The three-part series for Artyčok.TV entitled The Art of Anthropocene follows contemporary discussions that are devoted to the changing conditions of artistic production in times of climatic disruption. The videos are based on interviews with theoreticians, philosophers, cultural workers, artists and activists who have long been involved in environmental and climate issues, whether in connection with their artistic or institutional practice. It’s obvious that the issue of the environment and ecology in art is increasingly becoming a consciously political decision that affects what art we create, how we teach it, how we talk about it, or how we present it. Artwork is intertwined with cultural activity, which is linked to activism and vice versa. The context, material used and financial resources are increasingly accentuated.
During 2019, we visited Prague, Brno, Bratislava and Berlin and held 22 interviews with experts who have a major influence on shaping the local art scene. We deliberately addressed those persons who are active in the field of current visual art, therefore there are no references to environmental art before 2000, but also interviews with scientists from various related fields and politicians. The script was created gradually and was more a result of gradual discovery and mapping than a predetermined declarative plan. Successively we come from general theoretical concepts to the functioning of art and cultural institutions, and finally to the actual artistic practice. This gave rise to a common narrative, which could be characterized in three questions: What forms can cooperation between science and art take? How is our attitude towards art and the art scene changing with the approaching climate catastrophe? And what can we do?

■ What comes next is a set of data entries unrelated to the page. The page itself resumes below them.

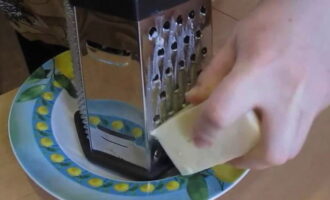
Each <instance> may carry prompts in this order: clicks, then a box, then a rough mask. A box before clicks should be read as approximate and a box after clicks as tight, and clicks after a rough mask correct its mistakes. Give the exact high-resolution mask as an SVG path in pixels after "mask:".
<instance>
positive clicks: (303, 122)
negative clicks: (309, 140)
mask: <svg viewBox="0 0 330 200" xmlns="http://www.w3.org/2000/svg"><path fill="white" fill-rule="evenodd" d="M315 117H316V113H309V112H308V113H306V112H300V113H299V118H298V121H297V132H296V135H295V143H294V144H293V145H292V147H291V151H290V155H289V159H293V158H295V157H296V156H297V155H298V153H299V152H300V150H301V148H302V147H303V145H304V143H305V141H306V138H307V136H308V133H309V132H310V129H311V127H312V124H313V121H314V119H315Z"/></svg>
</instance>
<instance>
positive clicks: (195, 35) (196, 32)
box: [195, 30, 202, 39]
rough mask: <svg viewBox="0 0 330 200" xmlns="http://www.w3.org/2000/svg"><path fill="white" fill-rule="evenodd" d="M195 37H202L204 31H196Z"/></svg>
mask: <svg viewBox="0 0 330 200" xmlns="http://www.w3.org/2000/svg"><path fill="white" fill-rule="evenodd" d="M195 37H196V38H197V39H201V37H202V31H201V30H198V31H196V33H195Z"/></svg>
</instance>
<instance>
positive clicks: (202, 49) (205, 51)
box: [201, 47, 207, 56]
mask: <svg viewBox="0 0 330 200" xmlns="http://www.w3.org/2000/svg"><path fill="white" fill-rule="evenodd" d="M201 52H202V55H203V56H206V54H207V48H206V47H204V48H203V49H202V51H201Z"/></svg>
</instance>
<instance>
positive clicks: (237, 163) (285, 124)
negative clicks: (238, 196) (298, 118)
mask: <svg viewBox="0 0 330 200" xmlns="http://www.w3.org/2000/svg"><path fill="white" fill-rule="evenodd" d="M274 109H276V110H274ZM288 112H289V114H288ZM296 122H297V116H296V112H293V113H292V112H290V111H288V110H286V109H282V110H280V109H279V108H273V109H270V110H269V111H268V112H267V111H266V112H263V113H262V122H261V123H262V124H261V133H262V134H261V137H260V140H259V142H258V144H257V145H256V146H255V147H254V148H253V149H252V150H251V151H250V152H249V153H247V154H246V155H244V156H242V157H240V158H237V159H234V160H232V161H231V162H230V163H231V164H233V165H234V166H236V167H238V168H251V169H264V168H268V167H270V166H275V165H281V164H284V163H285V162H286V161H287V160H289V156H290V152H291V146H292V144H293V143H294V140H295V138H294V136H295V132H296V124H297V123H296Z"/></svg>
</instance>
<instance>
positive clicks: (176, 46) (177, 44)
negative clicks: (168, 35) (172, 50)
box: [171, 42, 178, 51]
mask: <svg viewBox="0 0 330 200" xmlns="http://www.w3.org/2000/svg"><path fill="white" fill-rule="evenodd" d="M171 49H172V50H173V51H176V50H177V49H178V43H177V42H173V43H172V45H171Z"/></svg>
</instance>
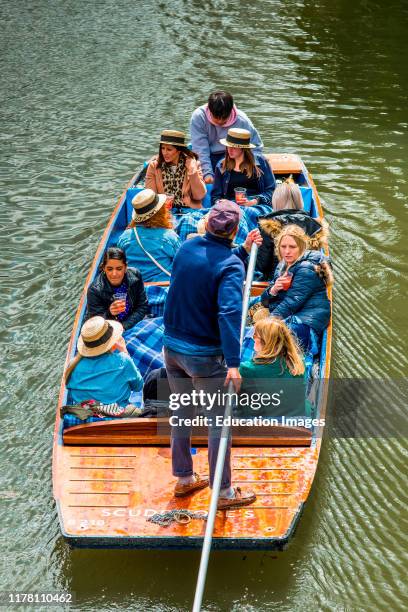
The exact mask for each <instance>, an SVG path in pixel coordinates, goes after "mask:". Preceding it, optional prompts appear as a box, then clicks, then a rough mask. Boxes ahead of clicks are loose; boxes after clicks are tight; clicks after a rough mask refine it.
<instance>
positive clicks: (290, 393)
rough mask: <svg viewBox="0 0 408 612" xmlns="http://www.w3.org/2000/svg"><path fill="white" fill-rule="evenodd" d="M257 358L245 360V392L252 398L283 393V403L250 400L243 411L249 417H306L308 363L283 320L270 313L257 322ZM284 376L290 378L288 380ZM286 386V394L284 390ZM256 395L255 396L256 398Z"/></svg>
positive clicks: (242, 367)
mask: <svg viewBox="0 0 408 612" xmlns="http://www.w3.org/2000/svg"><path fill="white" fill-rule="evenodd" d="M254 343H255V344H254V357H253V358H252V359H251V361H244V362H243V363H241V365H240V368H239V373H240V374H241V377H242V387H241V391H242V392H245V393H247V394H248V395H249V397H251V394H254V393H258V394H259V393H267V394H268V395H269V396H272V395H273V394H274V393H279V402H276V401H272V399H271V402H270V404H269V405H268V402H265V403H264V404H263V405H262V406H260V405H259V404H258V405H256V403H255V402H252V403H251V402H250V403H249V404H248V405H247V406H246V407H244V406H242V405H241V406H240V410H239V412H240V414H242V412H245V414H246V416H251V417H255V416H269V417H277V416H282V415H284V416H286V417H287V416H303V415H305V414H306V413H308V412H309V410H308V407H307V406H306V404H305V402H306V395H305V392H306V389H305V384H304V372H305V366H304V363H303V359H302V353H301V351H300V348H299V346H298V344H297V342H296V340H295V338H294V336H293V335H292V333H291V332H290V330H289V329H288V327H287V326H286V325H285V323H284V322H283V321H282V320H281V319H277V318H275V317H270V316H268V317H267V318H264V319H262V320H259V321H257V322H256V323H255V326H254ZM282 379H287V382H284V380H282ZM282 389H283V391H284V392H283V393H282V391H281V390H282ZM255 398H256V396H255V395H252V399H253V400H254V399H255Z"/></svg>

The visual component of the video consists of walks in environments where the relationship between man and nature is markedly formed and/or the images are associated with the constructed idea of nature. While the camera slowly guides the viewer through a common arc of recorded statements, the characters appear to be posing to the camera’s eye in front of the natural scenery. This creates an image reflecting the formation of our ideas and archetypes (for example, through various strictly organized chateau gardens, or educational amusement parks), which allows you to pay close attention to the topics presented in the videos during pauses between the interviews. It is also possible to listen to parts of the series only as podcasts, to return to utterances that were not comprehensible, or to see them as a crossroad to names, people, concepts and ideas that require much deeper and more time-consuming research.